Speaker Pelosi’s planned visit to Syria next week seems to have generated some over-the-top outrage from our friends on the right, spurred on by the White House.
The Bush administration has resisted significant contact with the Syrian government, accusing it of meddling in Lebanon, supporting terrorism and being unhelpful on Iraq.
“We don’t think it’s a good idea,” said the White House deputy press secretary, Dana Perino, of the Congressional visit. “We think that someone should take a step back and think about the message that it sends.”
Perino added, “I’m not sure what the hopes are to — what [Pelosi is] hoping to accomplish there. I know that Assad probably really wants people to come and have a photo opportunity and have tea with him, and have discussions about where they’re coming from, but we do think that’s a really bad idea.”
For a lot of conservatives, that’s all they needed to hear. Indeed, far-right blogs pounced — one said this is proof that “Democrats seem to be setting up a separate government with its own suicidally [sic] blind idea of who’s a terrorist and who isn’t (basically, nobody is).” Another insisted that Pelosi’s decision to visit Syria is “repulsive” and questioned her loyalty to the U.S. Another still asked, “Can we question [Democrats’] patriotism now?” Yet another concluded that Pelosi’s trip “has to teeter on the edge of treason.”
How foolish is all of this? How wrong are the far-right blogs? Let us count the ways.
1. Pelosi is heading a bipartisan delegation to Syria. Apparently, House Republicans are repulsive, suicidal, and treasonous too?
2. Trips from U.S. officials to Syria are not that unusual. Sens. Arlen Specter (R-Pa.) and John Kerry (D-Mass.) recently traveled to Damascus, where Specter reportedly “stressed the importance of reactivating the dialogue between the United States and Syria to achieve security and stability in the Middle East.” Let me guess, the Republican senator from Pennsylvania also deserves to have his patriotism questioned, right?
3. Pelosi’s trip is consistent with the judgment of the Iraq Study Group, which as recently as Thursday, the White House praised for offering guidelines that lawmakers should follow.
4. The Bush administration itself has initiated some tentative discussions with Syrian officials recently. By the right’s logic, it would appear the Bush administration is undermining the Bush administration’s policy.
5. The White House said it had not been informed about Pelosi’s delegation visiting Syria. This is false — Bush and Pelosi discussed it on Thursday.
6. A number of right-wing Republican lawmakers are already in Syria now.
Not only are the administration’s attacks on Pelosi hypocritical, but the timing suggests they are a partisan hit. ThinkProgress has learned that a delegation of Republicans is currently in Syria. (This has not been previously reported by the press.) Why did the White House wait until Pelosi’s imminent visit to raise this issue publicly, and not make mention of the Republicans already there?

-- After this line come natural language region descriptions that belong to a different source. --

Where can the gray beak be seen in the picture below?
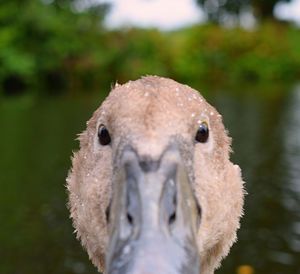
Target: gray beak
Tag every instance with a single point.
(154, 217)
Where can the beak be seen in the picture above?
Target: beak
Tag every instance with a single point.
(154, 217)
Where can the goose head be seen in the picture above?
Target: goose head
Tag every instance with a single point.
(152, 188)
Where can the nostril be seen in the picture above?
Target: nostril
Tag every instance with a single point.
(129, 218)
(172, 218)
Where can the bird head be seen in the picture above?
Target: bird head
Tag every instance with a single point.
(152, 188)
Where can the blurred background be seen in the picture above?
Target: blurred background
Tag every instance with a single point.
(59, 59)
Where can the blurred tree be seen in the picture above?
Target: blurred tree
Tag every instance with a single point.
(40, 39)
(218, 10)
(264, 9)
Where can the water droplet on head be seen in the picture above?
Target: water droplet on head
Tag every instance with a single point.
(126, 249)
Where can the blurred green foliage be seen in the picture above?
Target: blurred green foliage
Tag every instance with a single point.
(52, 47)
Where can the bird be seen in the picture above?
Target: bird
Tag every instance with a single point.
(152, 188)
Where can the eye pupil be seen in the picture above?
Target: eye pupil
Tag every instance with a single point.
(103, 135)
(202, 133)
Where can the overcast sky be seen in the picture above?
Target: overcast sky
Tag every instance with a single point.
(172, 14)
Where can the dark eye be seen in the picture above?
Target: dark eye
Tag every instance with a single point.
(202, 133)
(103, 135)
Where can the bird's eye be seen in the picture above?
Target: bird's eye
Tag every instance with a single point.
(202, 133)
(103, 135)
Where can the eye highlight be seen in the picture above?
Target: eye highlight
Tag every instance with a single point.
(202, 133)
(103, 135)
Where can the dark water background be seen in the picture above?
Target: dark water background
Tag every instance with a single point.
(36, 141)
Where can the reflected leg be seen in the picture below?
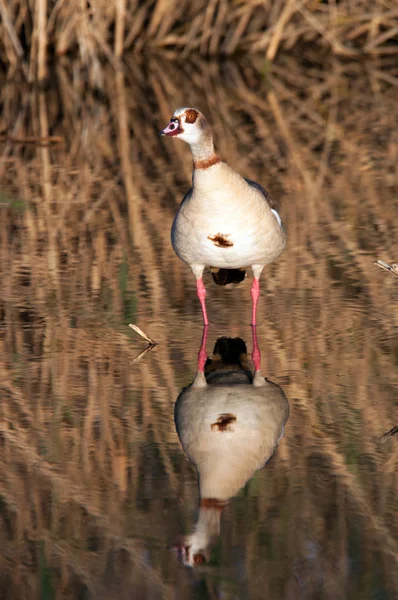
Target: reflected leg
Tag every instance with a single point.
(202, 356)
(255, 290)
(255, 294)
(256, 354)
(201, 291)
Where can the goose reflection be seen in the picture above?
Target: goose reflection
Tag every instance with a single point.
(229, 421)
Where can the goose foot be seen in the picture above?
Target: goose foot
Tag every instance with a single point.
(201, 291)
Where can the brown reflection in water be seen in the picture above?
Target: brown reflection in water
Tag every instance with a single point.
(229, 421)
(94, 484)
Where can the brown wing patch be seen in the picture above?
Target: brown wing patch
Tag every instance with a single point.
(220, 240)
(224, 422)
(191, 115)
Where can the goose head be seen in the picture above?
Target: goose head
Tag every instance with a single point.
(187, 124)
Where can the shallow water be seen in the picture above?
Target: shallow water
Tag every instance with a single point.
(95, 487)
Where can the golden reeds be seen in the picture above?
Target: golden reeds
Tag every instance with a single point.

Here’s what the White House isn’t talking about:
Republican Reps. Aderholt and Wolf are currently visiting Syria. According to a congressional official on Rep. Robert Aderholt’s (R-AL) staff, Aderholt and Rep. Frank Wolf (R-VA) are currently visiting Israel and Syria.
TP’s report has been confirmed by Bloomberg.
As far as I can tell, the White House and far-right bloggers haven’t complained at all about this other trip. In other words, when Pelosi leads a bipartisan delegation to Syria, she’s a traitor to her country. When conservative GOP lawmakers visit Syria, well, the right doesn’t want to talk about it. Got it.
On a related note, have you noticed how spectacularly wrong conservative blogs have been lately? Every time the right’s blogs think they’re on to something big, they end up getting the story backwards and looking rather foolish. I’m starting to feel kind of bad for them.
First there was Cliff May’s email from a Marine about Iraq and the media, which conservatives jumped all over, which turned out to be wrong. Then there was a picture of John Kerry in Iraq that was “proof” that the troops resented him, which also turned out to be wrong. Then there was Capt. Jamil Hussein, which has turned out to be a humiliating story for the right. Conservative blogs said Ayatollah Ali Khamenei was dead when he wasn’t; they said Barack Obama was educated in a madrassa; and they falsely accused Nancy Pelosi of demanding a luxurious military jet. In February, they complained about Oregon’s official state climatologist getting fired for rejecting global warming, before we learned that Oregon doesn’t have an official state climatologist. And now they’ve flubbed the story about Pelosi and Syria.
It’s early yet, but one wonders if 2007 will be the year in which conservative blogs get everything wrong.